Like an operating system reinstall, resetting your web browser can fix all kinds of problems and improve performance at the same time—squash annoying bugs, clear out dodgy and outdated extensions and get a browser that’s good as new with a hard reset. Here’s how to carry it out on all the major browsers.
Typically, this doesn’t affect your saved bookmarks or passwords: All the information you rely on to get stuff done on the web. Some browsers let you clear all of this data as well (usually associated with a linked user account), but we’ll explain where that’s the case.
If you’re a Google Chrome user, you need to open up the Chrome menu (via the three dots icon in the top right), then choose Settings. Click Advanced to open up the second panel of options, then click Restore settings to their original defaults and Reset Settings.
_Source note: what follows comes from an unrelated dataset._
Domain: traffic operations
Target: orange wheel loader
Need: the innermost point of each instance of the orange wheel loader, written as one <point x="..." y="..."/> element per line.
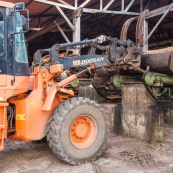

The startup page goes back to the default, Google becomes your search engine again, and all pinned tabs are wiped from memory. Browsing data like cookies gets wiped (though your browsing history does not), and all your extensions are disabled, though not removed.
To clear out an extension properly, open up the Chrome menu again and choose More tools then Extensions. Click Remove next to any extension you want to permanently see the back of to clear it out from Chrome—just remember to save any data you want to keep from it first, if necessary.
You can also clear out individual types of content from the Google Chrome browser as well: From the Settings pane you need to pick Advanced then Clear browsing data. You can wipe everything from your browsing history to the file cache without affecting anything else that the browser has stored.
Using Firefox? Open up the browser menu (the three horizontal lines to the top right), and choose Help and Troubleshooting Information. From the tab that opens up, pick Refresh Firefox to reset the browser.
Again, your passwords and bookmarks aren’t affected, and nor are your open tabs actually. All your installed add-ons and customisations are removed though, so you’re effectively back to square one with the browser, but with your account data intact. It’s like signing into a new install of Firefox on a new computer.
If you just want to deal with a troublesome add-on rather than resetting the browser entirely, you can find them under the Add-ons entry on the Firefox menu. Click Extensions then Remove next to any entries you want to get rid of.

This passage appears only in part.